仏米の大学研究者らネイチャー誌に論文。損傷克服する自律ロボットに道
6本足のロボットで1本が動かない!試行錯誤で失った機能を補うアルゴリズム開発

実験に使った6本足ロボット(Antoine Cully/UPMC)

 動物が足にケガをすると、足を引きずりながらも、ちゃんと前に歩こうとする。これと同じように、6本足のロボットで1本の足が動かなくなると、試行錯誤で失った機能を補いながら、まっすぐ歩く機械学習のアルゴリズムが開発された。フランスのソルボンヌ大学、ピエール・マリー・キュリー大学(UPMC)、米ワイオミング大学の研究者らの成果。5月28日号の科学誌ネイチャーのトップ論文として掲載された。

 同じアルゴリズムを使い、平面空間をアームが水平移動するロボットでもダメージを補いながら、所定の目的を達成できることを実証。いずれの場合も、新しい動きを憶えるまでの時間は、おおむね2分以内だった。

 この機能を発展させれば、同じアルゴリズムでツルツルやデコボコといったさまざまな地表面にロボットが適応しながら前に進んだり、初めて遭遇した状況に対処するのに新しい行動を編み出したり、といった能力をロボットに持たせられる可能性があるという。将来は自律的な災害対応ロボットへの適用を見込んでいる。

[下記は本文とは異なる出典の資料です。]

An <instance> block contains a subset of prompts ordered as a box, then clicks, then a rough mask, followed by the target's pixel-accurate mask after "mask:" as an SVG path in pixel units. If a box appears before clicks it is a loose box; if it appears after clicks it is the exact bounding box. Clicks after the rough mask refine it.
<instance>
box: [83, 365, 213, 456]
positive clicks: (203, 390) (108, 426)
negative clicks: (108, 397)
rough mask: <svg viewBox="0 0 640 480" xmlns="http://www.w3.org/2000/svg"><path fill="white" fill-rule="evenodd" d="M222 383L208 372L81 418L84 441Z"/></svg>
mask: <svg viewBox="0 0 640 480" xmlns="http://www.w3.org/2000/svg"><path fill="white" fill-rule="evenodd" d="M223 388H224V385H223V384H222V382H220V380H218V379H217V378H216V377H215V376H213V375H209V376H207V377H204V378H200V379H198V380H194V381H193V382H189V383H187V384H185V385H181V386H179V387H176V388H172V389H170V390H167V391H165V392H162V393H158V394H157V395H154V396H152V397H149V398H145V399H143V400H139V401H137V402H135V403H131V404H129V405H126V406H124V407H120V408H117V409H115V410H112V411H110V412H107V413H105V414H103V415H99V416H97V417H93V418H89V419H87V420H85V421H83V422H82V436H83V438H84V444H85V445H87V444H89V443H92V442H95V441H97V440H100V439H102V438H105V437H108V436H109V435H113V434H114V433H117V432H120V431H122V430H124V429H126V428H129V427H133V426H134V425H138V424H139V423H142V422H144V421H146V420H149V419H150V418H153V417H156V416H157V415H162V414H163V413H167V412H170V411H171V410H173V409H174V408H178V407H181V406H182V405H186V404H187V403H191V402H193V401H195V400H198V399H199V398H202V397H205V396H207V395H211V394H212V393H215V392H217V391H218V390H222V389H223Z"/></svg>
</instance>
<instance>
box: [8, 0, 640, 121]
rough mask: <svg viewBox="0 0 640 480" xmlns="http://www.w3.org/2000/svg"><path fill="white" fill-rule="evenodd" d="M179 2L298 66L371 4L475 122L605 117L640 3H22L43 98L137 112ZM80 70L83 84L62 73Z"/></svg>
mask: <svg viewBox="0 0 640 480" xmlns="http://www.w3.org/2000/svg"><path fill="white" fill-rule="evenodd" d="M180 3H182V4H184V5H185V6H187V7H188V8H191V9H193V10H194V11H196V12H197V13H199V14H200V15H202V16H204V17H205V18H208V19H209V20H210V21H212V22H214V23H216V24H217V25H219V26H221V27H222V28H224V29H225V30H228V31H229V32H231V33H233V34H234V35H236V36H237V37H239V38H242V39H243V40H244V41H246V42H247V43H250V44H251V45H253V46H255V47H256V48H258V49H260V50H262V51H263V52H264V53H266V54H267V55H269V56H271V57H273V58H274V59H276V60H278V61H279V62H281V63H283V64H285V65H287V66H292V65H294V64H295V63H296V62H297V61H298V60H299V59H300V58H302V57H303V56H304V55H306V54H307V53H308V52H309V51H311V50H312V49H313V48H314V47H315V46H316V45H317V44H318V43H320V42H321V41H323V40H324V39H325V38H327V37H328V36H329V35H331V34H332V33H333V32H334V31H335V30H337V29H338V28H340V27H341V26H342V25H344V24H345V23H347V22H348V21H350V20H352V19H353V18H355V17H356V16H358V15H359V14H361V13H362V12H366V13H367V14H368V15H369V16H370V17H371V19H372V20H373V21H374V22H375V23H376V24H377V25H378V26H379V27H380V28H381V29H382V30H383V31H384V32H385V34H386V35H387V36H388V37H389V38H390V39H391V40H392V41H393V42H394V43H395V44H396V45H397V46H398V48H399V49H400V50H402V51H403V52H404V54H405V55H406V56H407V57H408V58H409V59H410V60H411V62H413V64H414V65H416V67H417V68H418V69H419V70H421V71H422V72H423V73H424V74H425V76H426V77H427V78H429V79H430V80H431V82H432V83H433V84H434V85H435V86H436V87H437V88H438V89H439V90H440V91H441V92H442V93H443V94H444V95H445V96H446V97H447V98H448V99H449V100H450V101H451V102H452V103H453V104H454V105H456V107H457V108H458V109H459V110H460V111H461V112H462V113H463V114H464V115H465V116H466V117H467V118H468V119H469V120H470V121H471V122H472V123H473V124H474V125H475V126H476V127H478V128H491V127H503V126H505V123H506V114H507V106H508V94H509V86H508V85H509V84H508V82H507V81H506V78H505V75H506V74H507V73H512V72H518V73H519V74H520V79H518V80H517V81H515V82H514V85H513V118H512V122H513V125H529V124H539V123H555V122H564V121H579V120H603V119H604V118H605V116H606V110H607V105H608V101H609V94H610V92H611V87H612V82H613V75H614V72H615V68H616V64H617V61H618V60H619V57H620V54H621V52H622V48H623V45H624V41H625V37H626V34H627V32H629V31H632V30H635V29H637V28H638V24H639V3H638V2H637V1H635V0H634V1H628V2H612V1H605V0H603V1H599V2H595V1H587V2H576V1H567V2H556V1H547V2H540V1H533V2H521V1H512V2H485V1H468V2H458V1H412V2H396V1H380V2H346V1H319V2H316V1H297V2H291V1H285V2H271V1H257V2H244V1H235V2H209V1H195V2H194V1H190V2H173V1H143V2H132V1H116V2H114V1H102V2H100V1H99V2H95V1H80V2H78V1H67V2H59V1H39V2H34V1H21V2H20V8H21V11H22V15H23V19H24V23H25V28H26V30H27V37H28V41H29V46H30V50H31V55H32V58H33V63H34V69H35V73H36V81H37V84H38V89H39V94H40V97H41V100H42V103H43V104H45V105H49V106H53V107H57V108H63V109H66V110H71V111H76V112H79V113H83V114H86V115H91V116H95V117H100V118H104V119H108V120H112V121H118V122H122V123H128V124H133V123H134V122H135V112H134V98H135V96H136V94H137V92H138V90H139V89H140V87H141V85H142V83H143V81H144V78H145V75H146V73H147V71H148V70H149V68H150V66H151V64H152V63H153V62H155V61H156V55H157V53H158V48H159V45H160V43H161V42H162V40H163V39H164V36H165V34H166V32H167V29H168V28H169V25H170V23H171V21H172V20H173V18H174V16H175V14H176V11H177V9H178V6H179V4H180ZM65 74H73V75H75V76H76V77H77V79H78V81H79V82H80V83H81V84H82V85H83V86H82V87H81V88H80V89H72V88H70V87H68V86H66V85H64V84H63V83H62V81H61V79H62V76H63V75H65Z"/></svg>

 ロボットに採用した機械学習のアルゴリズムでは、まず行動・能力の相関を表したマップを作成。クモのような格好をした6本足のロボットに対し、1本の足を動かなくしたり、足の先端部を取り外したり、足そのものを失ったりといった5種類のダメージをロボットに与えた。すると、あらかじめ作成しておいた行動・能力マップと、実際の行動や状況を比較。その差から「まっすぐ歩く」という目的を達成するために、ロボットの残りの足の動きや着地している時間をどう変えればいいか、試行錯誤で解決策を見いだしていった。

 一方、アーム型ロボットでは、ボールを持たせ、平面空間をアームが滑るように動いていってボールをカゴに入れる作業が対象。ロボット自体は8つの関節でつながり、それらが協調しながらいっしょに動いてボールを持つ先端部が所定の位置で止まるようになっている。動かなくする関節の位置を変えたり14種類のダメージを試したところ、こちらも試行錯誤を重ねながら、ロボットがカゴの真上で止まり、ボールを入れる動作を学習した。

【YouTube映像はこちら↓】
https://www.youtube.com/watch?v=u_NJNyOGfEU
ニュースイッチオリジナル
藤元正
藤元正 Fujimoto Tadashi
ロボットの研究成果がネイチャー誌のトップを飾るのは極めて珍しい。というのも、今回の成果が単体のロボット開発ものではなく、汎用性の高いアルゴリズムだったからだろう(あるいはDARPAロボティクスチャレンジの開催直前だから?)。このアルゴリズムを発展させれば、人間が行けないような災害現場や遠く離れた惑星探査などで、さまざまなダメージを克服しながらミッションを遂行する堅牢なロボットが実用化できるかもしれない。